The new generation of “new media” – community sites, TV on demand, broadband and mobile – were a hot topic at Mipcom. Everyone from the president of Disney to Britain’s broadcasting minister put in their two-penn’orth.

Three hours before the Google announcement, Disney-ABC Television president Anne Sweeney declared in a keynote speech: “Piracy is a business model. It exists to serve a need in the market – consumers who want TV content on demand. And piracy competes for consumers the same way we do – through quality, price and availability.”

She wasn’t referring directly to YouTube, which deals in short video clips rather than whole programmes – though some of those clips, such as England’s spectacular own goal against Croatia last week, still have a commercial value. Sweeney was talking about mainstream TV series.

The defining moment, she said, came almost two years ago, when ABC was celebrating the first season finale of its huge hit, Desperate Housewives: “Our head of operations and engineering played a DVD of the finale he’d downloaded from the internet the night before, less than 15 minutes after it originally aired. The quality was crystal clear, and the commercials had already been stripped out of it.” So Disney-ABC created a strategy to address the piracy threat: providing easy-to-use ways for viewers to get the content they want, legally.

“The Apple deal to put our content on iTunes was the first step in that strategy,” she said. “We’re now a year into the deal, and we’ve sold more than 12.8 million episodes of Disney-ABC TV shows.”

Then the company tested a broadband internet site, abc.com, with ad-supported video streaming so viewers could watch episodes of ABC shows the day after they aired on the network. “As we suspected,” she said, “the bulk of the online viewing happened in the first 24 hours after the episode aired, which makes the service highly competitive with content pirates serving the same demand.” They realised something else. Despite having ever-cleverer video recorders, viewers miss a lot of episodes of their favourite shows. Far from being a threat to conventional TV, the new media can add to the audience numbers.

This phenomenon was identified years ago in the UK by one of the doyennes of audience research, Sue Stoessl. But now there is a delivery system that can counter it, making it easier for viewers to fill in the gaps and advertisers to reach the extra eyeballs.
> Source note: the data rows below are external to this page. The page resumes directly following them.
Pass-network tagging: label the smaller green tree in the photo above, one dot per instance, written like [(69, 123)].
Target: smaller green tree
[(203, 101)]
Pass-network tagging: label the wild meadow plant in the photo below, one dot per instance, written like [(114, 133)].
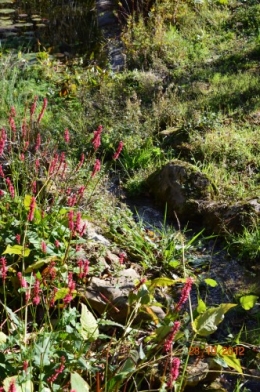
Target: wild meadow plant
[(50, 340), (42, 229)]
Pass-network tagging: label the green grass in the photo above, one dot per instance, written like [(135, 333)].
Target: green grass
[(191, 91)]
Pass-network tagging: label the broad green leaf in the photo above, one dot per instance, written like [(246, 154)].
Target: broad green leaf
[(207, 322), (16, 250), (151, 313), (211, 282), (3, 338), (231, 360), (78, 384), (61, 293), (26, 386), (112, 323), (201, 308), (248, 301), (89, 326)]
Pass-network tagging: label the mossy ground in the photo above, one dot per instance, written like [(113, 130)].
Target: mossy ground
[(190, 92)]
Disney-ABC TV’s latest venture is to create content specifically for mobile phones, with a spin-off from Lost. Others have been here – Fox with its hit series 24 and the BBC “tardisodes” for Doctor Who – and the concept is likely to spread.

It was the potential of mobile TV that excited Shaun Woodward in Cannes. The minister for the creative industries (including broadcasting) was there to open the first UK Indies pavilion, put together by the producers’ trade body, PACT.
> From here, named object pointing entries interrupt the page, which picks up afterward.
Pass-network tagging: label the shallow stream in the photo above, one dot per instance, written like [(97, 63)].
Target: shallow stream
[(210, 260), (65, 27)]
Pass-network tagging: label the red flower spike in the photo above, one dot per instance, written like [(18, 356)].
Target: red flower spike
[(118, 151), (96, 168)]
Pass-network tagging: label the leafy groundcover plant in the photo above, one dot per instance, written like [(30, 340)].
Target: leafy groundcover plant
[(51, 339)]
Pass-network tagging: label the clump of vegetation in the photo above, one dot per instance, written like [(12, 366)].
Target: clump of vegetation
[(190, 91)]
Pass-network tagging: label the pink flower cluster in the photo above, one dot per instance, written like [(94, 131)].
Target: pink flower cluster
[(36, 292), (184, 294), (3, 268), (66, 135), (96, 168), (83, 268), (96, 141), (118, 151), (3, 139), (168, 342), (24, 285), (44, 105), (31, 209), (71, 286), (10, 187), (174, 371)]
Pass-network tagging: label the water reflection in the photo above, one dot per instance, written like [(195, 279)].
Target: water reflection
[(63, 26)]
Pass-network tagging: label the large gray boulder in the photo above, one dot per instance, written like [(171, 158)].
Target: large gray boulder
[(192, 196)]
Woodward is an evangelist for the digital revolution. “There are 1.2 billion televisions in the world and 2 billion mobile phones,” he said, and he believes the real explosion in mobile video will come at the Beijing Olympics in 2008. In principle that sounds right, though the International Olympic Committee may be wary of damaging mainstream TV viewing, which underwrites the entire funding of the games.

By 2012, when the Olympics come to London, the use of mobile TV will certainly be a big issue. The key question is whether sufficient spectrum will be made available for mobile TV to become a major platform in the UK. Mobile TV is already far more advanced in Korea and other European countries than here. For while UK mobile operators are desperately seeking spectrum, so too are the proponents of high-definition television. Freeview, the terrestrial digital platform, doesn’t yet have sufficient bandwidth for HDTV and the whole carve-up of UK spectrum is an issue that will ultimately have to be resolved by Ofcom and the Government. If Google and YouTube haven’t taken over the world by then.